Cosa poteva c’entrare con lei? Cosa poteva aver capito John soltanto toccandola?
-          Dottoressa, nel messaggio John dice che il Tardis sta per aprirsi e che ha bisogno che lo raggiunga dove si trova ora!
-          Al Torchwood…! – gemette. L’ultimo posto dove avrebbe voluto vederlo con il Tardis.
-          Mi ha detto che si aprirà in due momenti di cui solo il secondo stabilmente. Ma questo dispositivo deve essere accordato su qualcosa  – Rose ebbe un fremito di nervosismo.
-          Ascoltiamo John …  – Catherine riattivò il dispositivo. Entrambe rivolsero lo sguardo all’interfaccia.
Che improvvisamente tremò in modo strano.
E fu allora che per un istante, un istante lunghissimo, a fissare gli occhi Catherine furono quelli di un altro uomo. Un uomo anziano, vestito elegantemente, con un lungo mantello nero. Con gli occhi che erano quelli di John anche se non lo erano.
Degli occhi che sembravano paradossalmente più giovani.
-          Ma cosa…? – gemette stupita e spaventata insieme. Rose la guardò dubbiosa.
-          Dottoressa, sta bene…?
-          Non hai visto? – chiese allarmata.
-          Cosa intende…?
-          Non hai visto l’immagine olografica? – insistette. Rose rimase in silenzio. Non capiva. L’immagine aveva appena tremato ma non capiva cosa si riferisse la dottoressa – tu… non hai visto allora! – concluse con tono turbato Catherine scuotendo il capo – Rose…
-          Non capisco. Io vedo l’immagine tremare, l’immagine non è stabile…
-          Ma non lo è perché è come se sopra ce ne fosse un’altra – mormorò Catherine spaventata -  anzi… più di una… - fluttuava in un disturbo complesso, come vi fossero almeno una decina di sovrapposizioni, tutte contemporanee. Tutte presenti.
-          Ora l’immagine sembra ferma – disse Rose. Catherine annuì. Lo era perché in quel momento tutto sembrava essersi normalizzato. Ma era apparenza, qualcosa di instabile e glielo diceva l’istinto.
Sentiva quella sensazione crescere sentiva sussurri sommessi dentro, si sentiva circondata.
Si fece forza allora. Se John era in pericolo doveva aiutarlo e doveva aiutare Rose.

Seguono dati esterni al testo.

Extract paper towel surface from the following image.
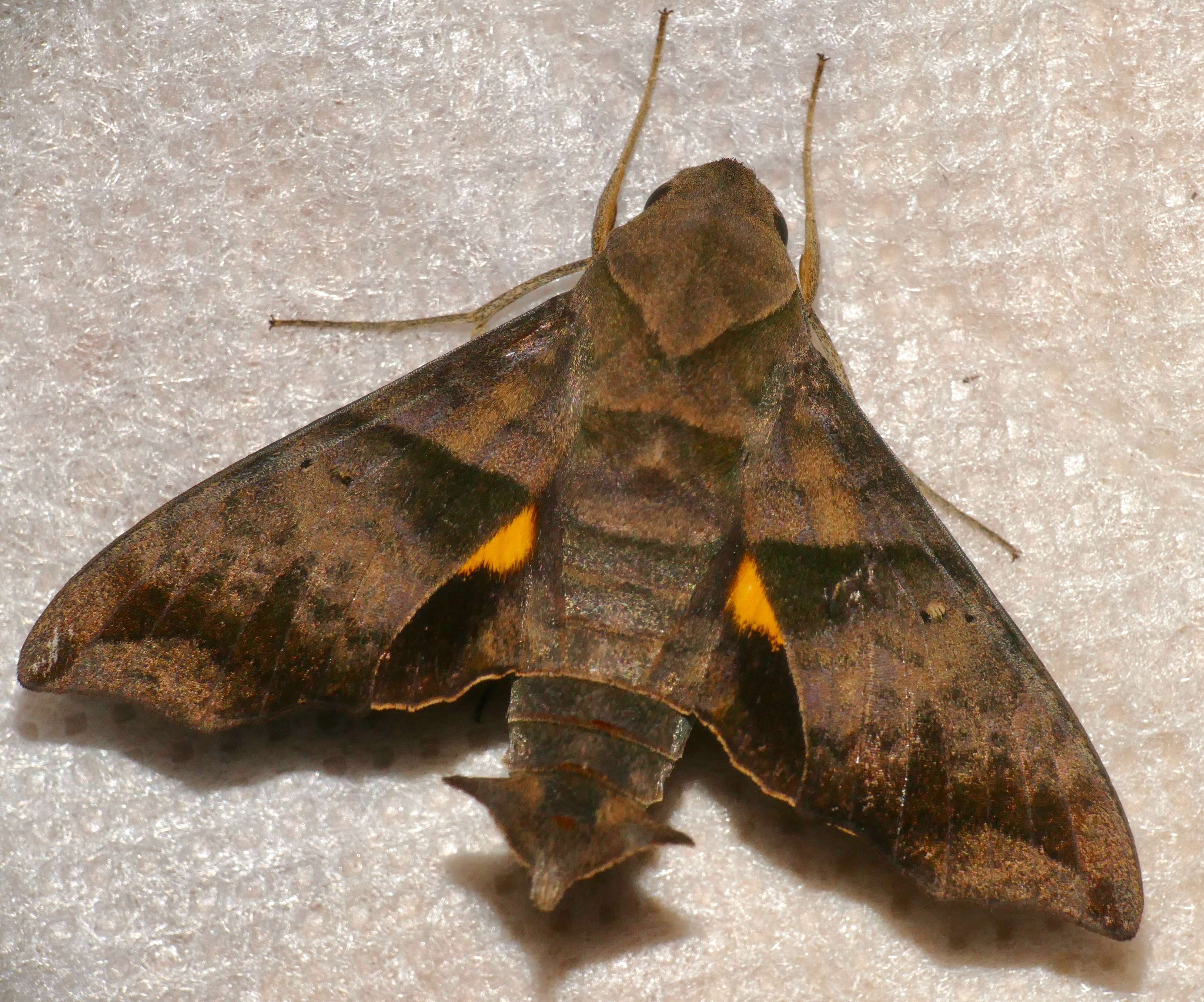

Deglutì a fatica cercando la parete con la mani si addossò proprio accanto alla porta. Rose la guardava turbata. Non sapeva cosa fare.
-          Rose…- mormorò con sforzo – continua con il messaggio.
-          Dottoressa… - Rose sentiva molto concreto il turbamento della donna ma la paura di non fare in tempo per John mise da parte ogni cosa per l’ennesima volta – andrò da lui. E’ la cosa migliore, non dovevo coinvolgerla non…
-          Non farai niente del genere, Rose Tyler… – disse con voce malferma ma tono deciso Catherine – ora facciamo come ha detto il Dottore. E’ la cosa migliore. E lo sai anche tu – Rose si irrigidì per il rimprovero e per come l’aveva fatto. Le era parso, nuovamente, di sentire John. Tuttavia aveva ragione.
Rose pensò che qualunque cosa stesse accadendo a Catherine Lane era davvero strana e inquietante.
Vide gli occhi lucidi della donna rivolti verso l’immagine di John che brillava nella stanza, come davvero potesse esserle di conforto in qualche modo.